I-6. Le Sexologue Clinicien n’est pas tenu de s’engager dans un processus de soins thérapeutiques. S’il l’accepte, il se doit d’assurer la continuité de cet engagement thérapeutique. Si une thérapie a été engagée précédemment avec un autre thérapeute, le Sexologue Clinicien doit faire une évaluation personnelle.

I-7. Le Sexologue Clinicien prend toutes les précautions nécessaires pour préserver l’anonymat des personnes qui le consultent ou l’ont consulté. Si des raisons thérapeutiques nécessitent la collaboration avec une ou plusieurs personnes donnant des soins au thérapisant, des informations ne seront transmises qu’avec l’accord du patient. Aucune information confidentielle ne sera transmise à un proche, qu’il soit conjoint ou membre de la famille, sans l’accord du patient. Les dossiers des patients sont inaccessibles aux tiers. Une autorisation expresse doit être demandée au Praticien pour utiliser des éléments confidentiels de son dossier à des fins de recherche ou d’enseignement ; Son identité restera anonyme.
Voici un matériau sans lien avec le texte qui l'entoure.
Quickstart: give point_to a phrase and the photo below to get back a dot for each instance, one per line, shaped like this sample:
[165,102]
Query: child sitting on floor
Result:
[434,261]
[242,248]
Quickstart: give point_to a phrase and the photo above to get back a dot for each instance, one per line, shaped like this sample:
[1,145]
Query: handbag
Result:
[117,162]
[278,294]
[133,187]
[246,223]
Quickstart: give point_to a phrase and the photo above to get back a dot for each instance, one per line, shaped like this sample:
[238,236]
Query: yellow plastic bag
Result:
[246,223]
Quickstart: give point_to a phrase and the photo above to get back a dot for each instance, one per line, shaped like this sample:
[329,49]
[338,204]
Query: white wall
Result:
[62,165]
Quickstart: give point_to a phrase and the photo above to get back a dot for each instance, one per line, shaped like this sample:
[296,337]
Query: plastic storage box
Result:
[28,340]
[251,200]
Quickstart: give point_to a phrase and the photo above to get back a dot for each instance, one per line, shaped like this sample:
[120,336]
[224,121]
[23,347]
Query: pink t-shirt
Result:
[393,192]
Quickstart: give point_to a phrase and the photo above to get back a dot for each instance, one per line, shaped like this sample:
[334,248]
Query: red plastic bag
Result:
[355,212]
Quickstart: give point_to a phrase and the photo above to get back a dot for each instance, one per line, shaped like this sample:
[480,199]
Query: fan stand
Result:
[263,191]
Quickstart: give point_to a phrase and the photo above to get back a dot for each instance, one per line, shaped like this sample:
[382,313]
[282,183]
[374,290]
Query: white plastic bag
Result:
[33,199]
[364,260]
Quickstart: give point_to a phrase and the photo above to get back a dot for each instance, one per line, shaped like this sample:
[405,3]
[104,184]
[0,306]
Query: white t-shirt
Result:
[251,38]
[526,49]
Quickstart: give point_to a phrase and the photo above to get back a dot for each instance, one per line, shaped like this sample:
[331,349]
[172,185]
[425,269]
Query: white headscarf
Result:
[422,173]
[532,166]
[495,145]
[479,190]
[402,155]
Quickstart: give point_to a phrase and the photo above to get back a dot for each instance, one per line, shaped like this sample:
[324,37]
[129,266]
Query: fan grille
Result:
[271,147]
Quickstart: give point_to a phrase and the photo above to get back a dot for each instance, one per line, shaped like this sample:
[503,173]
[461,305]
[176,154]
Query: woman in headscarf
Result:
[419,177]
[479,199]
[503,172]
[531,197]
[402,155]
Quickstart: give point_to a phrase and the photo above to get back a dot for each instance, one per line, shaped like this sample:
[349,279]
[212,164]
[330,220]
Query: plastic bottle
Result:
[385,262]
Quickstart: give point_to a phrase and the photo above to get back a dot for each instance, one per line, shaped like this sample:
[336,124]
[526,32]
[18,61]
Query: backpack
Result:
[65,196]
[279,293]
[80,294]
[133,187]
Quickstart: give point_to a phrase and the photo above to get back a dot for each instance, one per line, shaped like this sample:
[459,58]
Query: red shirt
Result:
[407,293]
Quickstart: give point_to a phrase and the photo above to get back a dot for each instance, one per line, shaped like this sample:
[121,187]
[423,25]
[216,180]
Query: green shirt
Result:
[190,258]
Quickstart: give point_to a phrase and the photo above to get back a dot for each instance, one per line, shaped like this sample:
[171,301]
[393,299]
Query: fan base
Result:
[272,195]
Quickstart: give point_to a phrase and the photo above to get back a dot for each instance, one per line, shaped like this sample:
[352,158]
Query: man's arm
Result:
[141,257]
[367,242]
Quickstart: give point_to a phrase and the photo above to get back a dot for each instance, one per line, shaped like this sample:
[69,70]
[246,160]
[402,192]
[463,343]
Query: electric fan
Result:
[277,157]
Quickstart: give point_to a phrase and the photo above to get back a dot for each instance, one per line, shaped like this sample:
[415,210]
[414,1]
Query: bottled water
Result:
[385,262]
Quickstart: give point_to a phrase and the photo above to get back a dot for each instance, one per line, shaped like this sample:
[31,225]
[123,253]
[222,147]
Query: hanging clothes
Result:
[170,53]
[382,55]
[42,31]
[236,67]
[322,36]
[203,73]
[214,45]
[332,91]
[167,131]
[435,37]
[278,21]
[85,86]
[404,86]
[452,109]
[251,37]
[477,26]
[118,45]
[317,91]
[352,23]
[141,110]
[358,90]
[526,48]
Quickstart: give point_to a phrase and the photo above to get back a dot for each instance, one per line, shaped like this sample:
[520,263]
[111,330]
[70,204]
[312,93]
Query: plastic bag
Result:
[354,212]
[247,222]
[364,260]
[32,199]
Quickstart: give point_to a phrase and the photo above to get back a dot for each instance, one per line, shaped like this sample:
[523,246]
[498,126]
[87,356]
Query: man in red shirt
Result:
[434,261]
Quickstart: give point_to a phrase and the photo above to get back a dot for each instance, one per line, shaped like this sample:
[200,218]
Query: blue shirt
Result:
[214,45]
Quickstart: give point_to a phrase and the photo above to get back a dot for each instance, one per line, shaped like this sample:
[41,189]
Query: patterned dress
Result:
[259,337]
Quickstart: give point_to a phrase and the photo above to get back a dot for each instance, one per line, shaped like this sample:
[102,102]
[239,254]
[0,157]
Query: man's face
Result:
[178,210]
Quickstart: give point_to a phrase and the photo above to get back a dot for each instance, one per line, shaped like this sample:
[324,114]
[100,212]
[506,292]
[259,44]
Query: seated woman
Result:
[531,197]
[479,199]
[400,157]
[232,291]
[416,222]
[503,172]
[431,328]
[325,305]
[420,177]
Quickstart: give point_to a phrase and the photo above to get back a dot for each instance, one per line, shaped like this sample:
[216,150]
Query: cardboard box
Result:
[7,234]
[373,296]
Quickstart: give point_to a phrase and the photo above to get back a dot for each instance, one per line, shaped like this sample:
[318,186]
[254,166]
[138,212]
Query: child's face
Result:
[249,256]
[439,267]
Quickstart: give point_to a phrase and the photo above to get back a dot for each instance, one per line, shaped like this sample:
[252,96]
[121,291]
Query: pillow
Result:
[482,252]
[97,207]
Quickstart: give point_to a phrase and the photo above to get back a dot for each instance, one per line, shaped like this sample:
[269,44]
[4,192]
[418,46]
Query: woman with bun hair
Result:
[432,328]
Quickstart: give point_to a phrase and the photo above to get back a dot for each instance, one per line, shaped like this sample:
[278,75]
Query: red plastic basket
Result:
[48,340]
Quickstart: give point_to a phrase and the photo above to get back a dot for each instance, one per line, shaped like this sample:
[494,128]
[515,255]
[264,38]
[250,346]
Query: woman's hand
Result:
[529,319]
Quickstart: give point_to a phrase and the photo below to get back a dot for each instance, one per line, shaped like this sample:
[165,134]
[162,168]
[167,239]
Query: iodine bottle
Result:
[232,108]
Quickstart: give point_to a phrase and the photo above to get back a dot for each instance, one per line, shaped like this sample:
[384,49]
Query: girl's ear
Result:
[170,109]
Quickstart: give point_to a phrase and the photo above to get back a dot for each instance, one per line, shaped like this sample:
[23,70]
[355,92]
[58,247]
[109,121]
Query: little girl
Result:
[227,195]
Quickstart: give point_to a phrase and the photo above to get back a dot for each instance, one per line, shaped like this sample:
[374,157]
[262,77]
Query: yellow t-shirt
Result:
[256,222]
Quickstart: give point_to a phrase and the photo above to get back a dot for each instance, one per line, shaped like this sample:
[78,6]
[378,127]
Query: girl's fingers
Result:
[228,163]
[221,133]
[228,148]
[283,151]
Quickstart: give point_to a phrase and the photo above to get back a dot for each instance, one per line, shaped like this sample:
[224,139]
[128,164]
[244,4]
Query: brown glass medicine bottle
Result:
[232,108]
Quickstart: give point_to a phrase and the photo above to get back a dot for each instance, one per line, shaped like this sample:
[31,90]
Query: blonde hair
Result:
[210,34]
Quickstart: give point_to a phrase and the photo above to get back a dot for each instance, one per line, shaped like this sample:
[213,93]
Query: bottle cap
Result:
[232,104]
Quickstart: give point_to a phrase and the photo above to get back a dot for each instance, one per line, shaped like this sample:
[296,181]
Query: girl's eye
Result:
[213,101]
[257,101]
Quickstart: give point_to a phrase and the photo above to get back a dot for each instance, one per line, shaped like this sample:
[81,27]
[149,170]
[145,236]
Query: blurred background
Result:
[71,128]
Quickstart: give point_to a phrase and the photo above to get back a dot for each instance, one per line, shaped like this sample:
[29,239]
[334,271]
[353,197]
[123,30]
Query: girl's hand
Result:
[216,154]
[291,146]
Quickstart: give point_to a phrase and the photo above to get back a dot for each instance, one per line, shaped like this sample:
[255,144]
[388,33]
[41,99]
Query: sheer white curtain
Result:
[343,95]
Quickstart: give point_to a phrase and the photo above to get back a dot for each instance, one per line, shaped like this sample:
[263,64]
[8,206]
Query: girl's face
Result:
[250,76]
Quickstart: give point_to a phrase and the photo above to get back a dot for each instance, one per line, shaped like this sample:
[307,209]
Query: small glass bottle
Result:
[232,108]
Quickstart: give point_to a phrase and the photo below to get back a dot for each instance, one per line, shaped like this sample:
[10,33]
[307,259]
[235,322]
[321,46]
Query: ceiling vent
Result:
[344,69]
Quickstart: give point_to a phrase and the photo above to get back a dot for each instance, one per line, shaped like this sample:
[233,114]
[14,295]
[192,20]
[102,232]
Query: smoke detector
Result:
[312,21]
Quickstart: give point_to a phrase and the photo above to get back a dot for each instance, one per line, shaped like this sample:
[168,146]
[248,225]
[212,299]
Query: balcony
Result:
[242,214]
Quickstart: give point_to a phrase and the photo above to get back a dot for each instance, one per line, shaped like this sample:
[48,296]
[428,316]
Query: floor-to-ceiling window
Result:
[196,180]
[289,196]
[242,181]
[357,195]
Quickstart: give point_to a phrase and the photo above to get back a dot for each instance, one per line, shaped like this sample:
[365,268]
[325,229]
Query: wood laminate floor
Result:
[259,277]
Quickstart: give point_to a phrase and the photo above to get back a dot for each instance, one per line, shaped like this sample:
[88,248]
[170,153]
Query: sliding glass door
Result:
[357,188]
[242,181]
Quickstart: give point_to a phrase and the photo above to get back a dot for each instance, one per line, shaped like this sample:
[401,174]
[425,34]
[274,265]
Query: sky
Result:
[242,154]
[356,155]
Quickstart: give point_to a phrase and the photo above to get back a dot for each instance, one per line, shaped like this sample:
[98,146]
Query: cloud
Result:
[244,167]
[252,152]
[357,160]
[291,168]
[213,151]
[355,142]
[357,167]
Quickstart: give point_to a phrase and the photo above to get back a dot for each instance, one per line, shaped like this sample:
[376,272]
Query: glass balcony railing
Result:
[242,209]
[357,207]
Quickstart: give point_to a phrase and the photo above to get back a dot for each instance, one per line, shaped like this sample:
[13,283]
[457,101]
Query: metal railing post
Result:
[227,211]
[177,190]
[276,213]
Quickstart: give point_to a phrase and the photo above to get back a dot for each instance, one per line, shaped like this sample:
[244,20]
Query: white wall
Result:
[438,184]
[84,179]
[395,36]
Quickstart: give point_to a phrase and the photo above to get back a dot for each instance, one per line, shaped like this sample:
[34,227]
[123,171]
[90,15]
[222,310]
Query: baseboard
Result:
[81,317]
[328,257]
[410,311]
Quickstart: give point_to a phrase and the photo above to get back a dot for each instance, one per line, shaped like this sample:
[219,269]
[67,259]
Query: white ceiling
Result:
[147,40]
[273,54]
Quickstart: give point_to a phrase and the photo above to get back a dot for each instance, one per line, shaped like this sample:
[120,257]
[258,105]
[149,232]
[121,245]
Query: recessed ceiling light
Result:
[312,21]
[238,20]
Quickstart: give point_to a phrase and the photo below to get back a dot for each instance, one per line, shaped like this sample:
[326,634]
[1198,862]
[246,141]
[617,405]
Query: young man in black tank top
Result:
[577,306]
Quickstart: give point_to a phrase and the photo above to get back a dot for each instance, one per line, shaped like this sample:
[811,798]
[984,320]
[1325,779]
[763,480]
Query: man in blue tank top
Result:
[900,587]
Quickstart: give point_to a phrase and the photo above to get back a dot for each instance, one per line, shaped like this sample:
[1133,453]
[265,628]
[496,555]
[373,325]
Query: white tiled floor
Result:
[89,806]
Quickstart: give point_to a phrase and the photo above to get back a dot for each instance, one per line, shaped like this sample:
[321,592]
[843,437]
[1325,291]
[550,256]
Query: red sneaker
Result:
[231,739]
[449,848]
II – RAPPORTS DU SEXOLOGUE CLINICIEN A SES CONFRÈRES, AUX AUTRES PROFESSIONNELS ET A LA SOCIÉTÉ

II-1. Le Code d’éthique des Sexologues Cliniciens est public et consultable sur le site internet du S.N.S.C.

II-2. Le Sexologue Clinicien s’engage à faire respecter le présent Code par toute personne dont il est amené à se faire entourer.

II-3. L’appartenance à une Association, un centre de soins ou de formation ne saurait porter atteinte aux règles du présent Code;

II-4. Le Sexologue Clinicien est tenu au devoir de réserve par rapport à ses confrères ; Aucune pratique ni institution ne pouvant prétendre à la primauté ou l’exclusivité sur les autres, dans le domaine sexologique.


De façon général, sauf à être médecin sexologue (et uniquement si cela s’avère nécessaire), un sexologue clinicien ne demande pas à son patient de se dévêtir devant lui, ne peut se livrer à un examen clinique et prescrire des médicaments. Dans aucun cas, le patient ne doit accepter de se livrer à des caresses ou autres actes corporels y compris simulés…

De même, le médecin, peu importe sa spécialité, doit expliquer clairement ce qu’il fait et pourquoi. Le patient doit TOUJOURS donner son accord. Le médecin doit, bien sûr, toujours être vêtu, un examen manuel des parties génitales n’a pas lieu d’être sans gant pour des raisons d’hygiène, et n’a pas lieu d’être répété. Son langage ne soit pas être vulgaire, ni trop cru, ni provocateur, mais franc, juste et précis.